Il mio corpo impazzisce, tempo e spazio cambiano il loro corso, i suoni non sono più quelli del mondo reale.
– Sì amore. – sussurrano le mie labbra, poi premo l’acceleratore.
Circondo la spalla della ragazza che amo con il mio braccio, la sua testa si appoggia sulla mia.
Gesto d’amore, sento che mi ama.
Il poliziotto grida qualcosa disperato, poi la mia macchina, ormai completamente sveglia, accelera rabbiosamente.
Vedo gli occhietti dell’uomo con il passa montagna spalancarsi; un attimo dopo il suo corpo urta pesantemente contro il cofano della macchina.
BAM!
– Hai visto amore? – dice la mia voce.
Le ruote della macchina stridono mentre esco dal parcheggio con una curva secca; un attimo dopo sono al centro della superstrada con l’odore di gomma bruciata nel naso.
– Ce l’abbiamo fatta! Hai visto? Te l’avevo detto!
Non la guardo negli occhi, il mio sguardo deve restare incollato alla strada, ma sento comunque i suoi occhi su di me e mi sembra di bagnarmi in essi come se li stessi vedendo.
La macchina spinge al massimo.
– Ma non andiamo a casa amore, non ci andiamo ancora.
La carrozzeria vibra tutta e il motore ruggisce in maniera assordante. Continuo a sentirlo, quel bagnato.
Le strisce bianche di mezzeria scorrono sotto i miei occhi come uno stroboscopio che accelera. Sta scendendo la notte, ma sento la testa della mia donna appoggiata alla mia e non ho paura.
Sento la spalla bagnata.
– Non piangere amore!
La macchina ruggisce ancora mentre le luci dei lampioni entrano veloci e taglienti nell’abitacolo attraverso i vetri.
Morta.
Tutto scorre attorno a me, io sono al centro di tutto.
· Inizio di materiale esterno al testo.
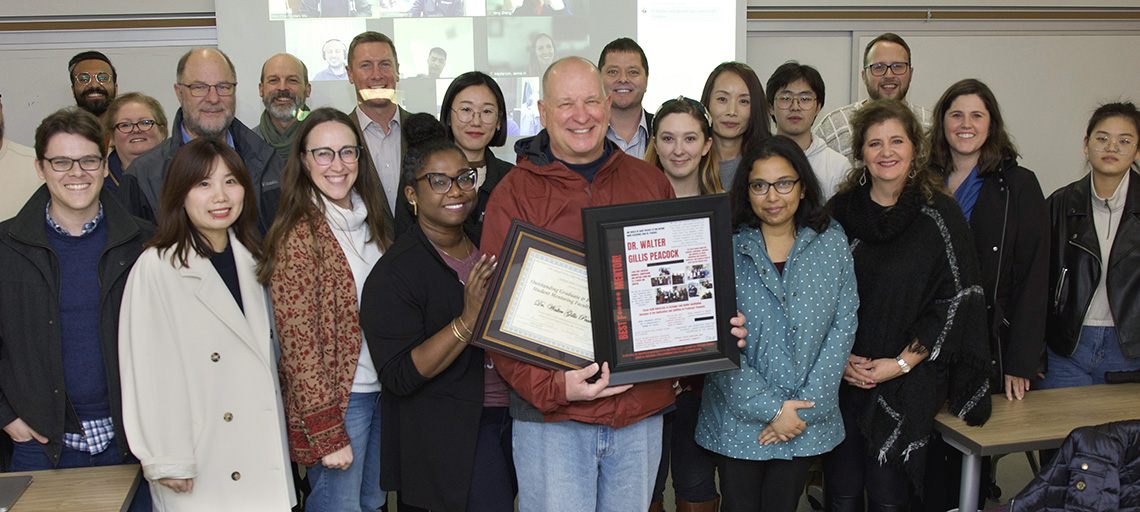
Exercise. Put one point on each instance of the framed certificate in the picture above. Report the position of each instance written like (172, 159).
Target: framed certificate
(537, 307)
(661, 287)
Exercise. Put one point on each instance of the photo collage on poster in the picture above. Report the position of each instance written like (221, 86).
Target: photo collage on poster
(437, 40)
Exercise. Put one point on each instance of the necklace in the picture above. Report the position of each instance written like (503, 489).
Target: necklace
(466, 244)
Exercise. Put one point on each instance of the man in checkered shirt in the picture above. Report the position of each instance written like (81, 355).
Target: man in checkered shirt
(887, 73)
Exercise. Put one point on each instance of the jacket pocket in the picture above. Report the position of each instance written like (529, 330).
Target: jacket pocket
(1059, 291)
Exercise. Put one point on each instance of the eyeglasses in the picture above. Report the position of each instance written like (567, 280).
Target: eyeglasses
(1101, 143)
(783, 102)
(128, 127)
(464, 114)
(198, 89)
(440, 183)
(86, 78)
(760, 187)
(88, 163)
(325, 155)
(880, 70)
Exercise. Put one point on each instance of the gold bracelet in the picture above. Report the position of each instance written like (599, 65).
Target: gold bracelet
(456, 332)
(464, 324)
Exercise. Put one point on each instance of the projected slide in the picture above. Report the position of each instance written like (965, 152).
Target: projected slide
(512, 40)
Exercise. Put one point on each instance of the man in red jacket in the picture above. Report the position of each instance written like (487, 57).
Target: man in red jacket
(577, 445)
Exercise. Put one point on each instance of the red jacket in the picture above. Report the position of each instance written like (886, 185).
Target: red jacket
(550, 195)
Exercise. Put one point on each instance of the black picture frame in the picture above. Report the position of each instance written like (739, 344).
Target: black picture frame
(509, 314)
(634, 335)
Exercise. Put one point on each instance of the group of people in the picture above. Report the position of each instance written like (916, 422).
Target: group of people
(214, 301)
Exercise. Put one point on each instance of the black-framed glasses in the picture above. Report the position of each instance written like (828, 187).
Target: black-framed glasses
(880, 68)
(760, 187)
(88, 163)
(441, 183)
(783, 102)
(86, 78)
(325, 155)
(464, 114)
(127, 127)
(198, 89)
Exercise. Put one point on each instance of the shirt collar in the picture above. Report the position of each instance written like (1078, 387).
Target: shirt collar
(87, 227)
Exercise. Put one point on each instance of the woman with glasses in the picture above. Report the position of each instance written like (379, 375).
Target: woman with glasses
(796, 278)
(921, 336)
(474, 115)
(1092, 323)
(734, 99)
(136, 123)
(447, 432)
(682, 147)
(202, 405)
(328, 234)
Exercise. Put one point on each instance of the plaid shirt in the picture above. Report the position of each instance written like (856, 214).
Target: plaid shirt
(97, 435)
(87, 227)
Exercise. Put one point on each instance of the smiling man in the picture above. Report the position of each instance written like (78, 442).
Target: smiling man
(887, 73)
(374, 71)
(95, 81)
(625, 74)
(205, 86)
(795, 95)
(284, 88)
(64, 261)
(559, 415)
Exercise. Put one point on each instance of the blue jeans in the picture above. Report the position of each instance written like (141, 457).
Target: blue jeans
(577, 466)
(30, 456)
(356, 488)
(1097, 351)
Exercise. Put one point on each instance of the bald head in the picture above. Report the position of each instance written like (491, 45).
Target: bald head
(575, 111)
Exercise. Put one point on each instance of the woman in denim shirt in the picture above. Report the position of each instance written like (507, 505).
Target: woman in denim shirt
(796, 283)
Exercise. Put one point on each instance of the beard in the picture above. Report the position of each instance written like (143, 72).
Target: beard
(283, 112)
(192, 120)
(96, 106)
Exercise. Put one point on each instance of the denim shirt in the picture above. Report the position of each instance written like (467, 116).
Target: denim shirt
(800, 330)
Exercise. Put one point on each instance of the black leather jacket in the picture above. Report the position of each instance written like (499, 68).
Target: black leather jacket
(1074, 267)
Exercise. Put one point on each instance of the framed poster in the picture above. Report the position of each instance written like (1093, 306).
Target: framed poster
(661, 287)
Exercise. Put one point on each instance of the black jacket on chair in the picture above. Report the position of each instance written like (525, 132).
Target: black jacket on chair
(1097, 469)
(1074, 267)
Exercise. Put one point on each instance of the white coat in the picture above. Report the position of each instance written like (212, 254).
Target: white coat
(201, 397)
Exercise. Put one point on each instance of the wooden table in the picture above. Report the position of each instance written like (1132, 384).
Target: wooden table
(1041, 421)
(88, 489)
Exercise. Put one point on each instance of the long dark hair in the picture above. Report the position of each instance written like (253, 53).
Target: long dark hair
(708, 175)
(927, 180)
(299, 194)
(758, 114)
(998, 146)
(192, 164)
(462, 82)
(809, 213)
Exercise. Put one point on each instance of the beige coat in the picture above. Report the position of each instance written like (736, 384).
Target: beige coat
(201, 397)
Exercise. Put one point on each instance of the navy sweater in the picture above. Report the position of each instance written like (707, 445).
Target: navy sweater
(79, 319)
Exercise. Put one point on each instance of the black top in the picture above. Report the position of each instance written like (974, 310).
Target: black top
(227, 268)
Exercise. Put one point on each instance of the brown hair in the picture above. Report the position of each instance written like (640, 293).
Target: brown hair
(998, 146)
(708, 173)
(153, 105)
(71, 120)
(880, 111)
(299, 194)
(193, 163)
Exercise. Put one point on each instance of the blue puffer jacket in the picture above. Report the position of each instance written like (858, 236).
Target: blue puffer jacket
(1097, 469)
(800, 330)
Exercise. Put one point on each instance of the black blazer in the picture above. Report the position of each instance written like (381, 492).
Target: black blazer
(429, 427)
(1010, 225)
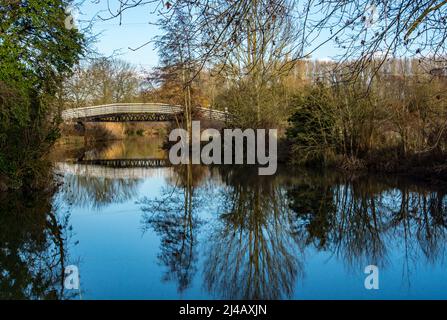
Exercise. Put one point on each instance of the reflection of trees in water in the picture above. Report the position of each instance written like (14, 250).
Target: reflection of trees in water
(173, 216)
(97, 192)
(33, 242)
(361, 220)
(252, 252)
(253, 248)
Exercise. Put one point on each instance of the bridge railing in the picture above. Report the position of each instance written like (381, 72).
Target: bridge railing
(112, 109)
(138, 108)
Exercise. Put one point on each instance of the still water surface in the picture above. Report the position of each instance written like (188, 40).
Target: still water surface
(143, 230)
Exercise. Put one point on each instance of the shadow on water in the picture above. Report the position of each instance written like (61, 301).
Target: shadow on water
(33, 247)
(223, 231)
(255, 243)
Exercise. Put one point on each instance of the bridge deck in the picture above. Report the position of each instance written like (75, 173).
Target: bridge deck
(137, 112)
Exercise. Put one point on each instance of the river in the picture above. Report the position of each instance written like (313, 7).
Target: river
(139, 229)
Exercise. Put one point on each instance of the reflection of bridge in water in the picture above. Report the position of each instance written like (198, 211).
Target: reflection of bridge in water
(128, 163)
(116, 169)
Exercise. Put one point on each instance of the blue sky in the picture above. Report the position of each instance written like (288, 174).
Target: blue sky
(135, 30)
(113, 38)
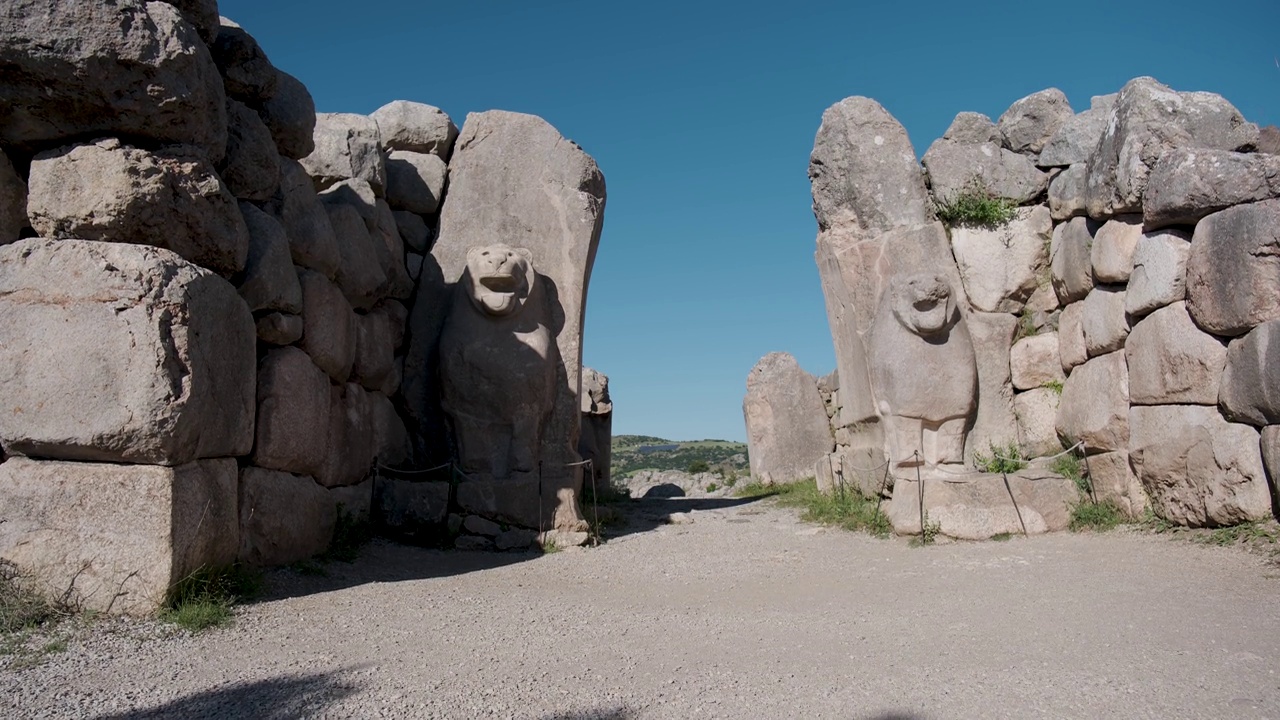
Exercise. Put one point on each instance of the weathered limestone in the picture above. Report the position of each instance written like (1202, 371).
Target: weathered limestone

Volo sui cavalcavia, sui passaggi a livello, la superstrada è deserta, il motore romba e sto superando ogni limite.
Mai più, mai più qualcuno ci toccherà bambina, andremo così lontano, vivremo così bene che un giorno non ricorderemo neanche il significato della parola dolore. Dio…
E’ morta.
Il motore sembra esplodere, è all’ultima marcia e grida come un motorino. Dio bambina, dio quanto ti amo. Sei al mio fianco, io sono al tuo, nulla ci allontanerà, andremo così veloci che nessuno ci vedrà neanche passare, fuggiremo da tutto, non ci raggiungerà il demone, non ci toccherà mai, perché mentirei se ti dicessi che non possiamo spingerci oltre.
Lei è morta.
Adesso sono bagnato dalla spalla alla cintura.
Andiamo a casa baby, sono il migliore, solo io posso riuscirci. Vedi come è vero? Anche le luci dei lampioni sembrano uno stroboscopio ora. Ce la facciamo amore, ce la facciamo. Sono bagnato fino alle ginocchia. Non piangere amore! Hai avuto paura, ma è tutto finito ora, è tutto finito.
Lei è morta.

La gravità cambia la sua direzione, lo spazio si curva e forma angoli impossibili.
Tutti gli oggetti sparsi per la macchina si mettono a volare.
Credevo di scappare dal demone, invece mi stava aspettando, gli stavo correndo contro.
Decine di cartine, il coltello svizzero, una candela per l’auto, linguette di lattine, tappi di bottiglie di birra, portachiavi vuoti che ci avevano regalato chissà dove, mozziconi di sigaretta, biglietti del casello stradale, vecchi scontrini, un pupazzetto portafortuna, cassette di musica, tutto sospeso attorno a me in un denso liquido inesistente.
La stessa macchina sembra fluttuare in un limbo privo di gravità.
E’ l’urto, lo schianto.
Energia cinetica, una forza smisurata, un impatto senza proporzioni.
Ogni cosa mi fluttua attorno come al rallentatore, – viti, cartine, gocce di sangue – ma sento che tutto avviene in un attimo, nella realtà.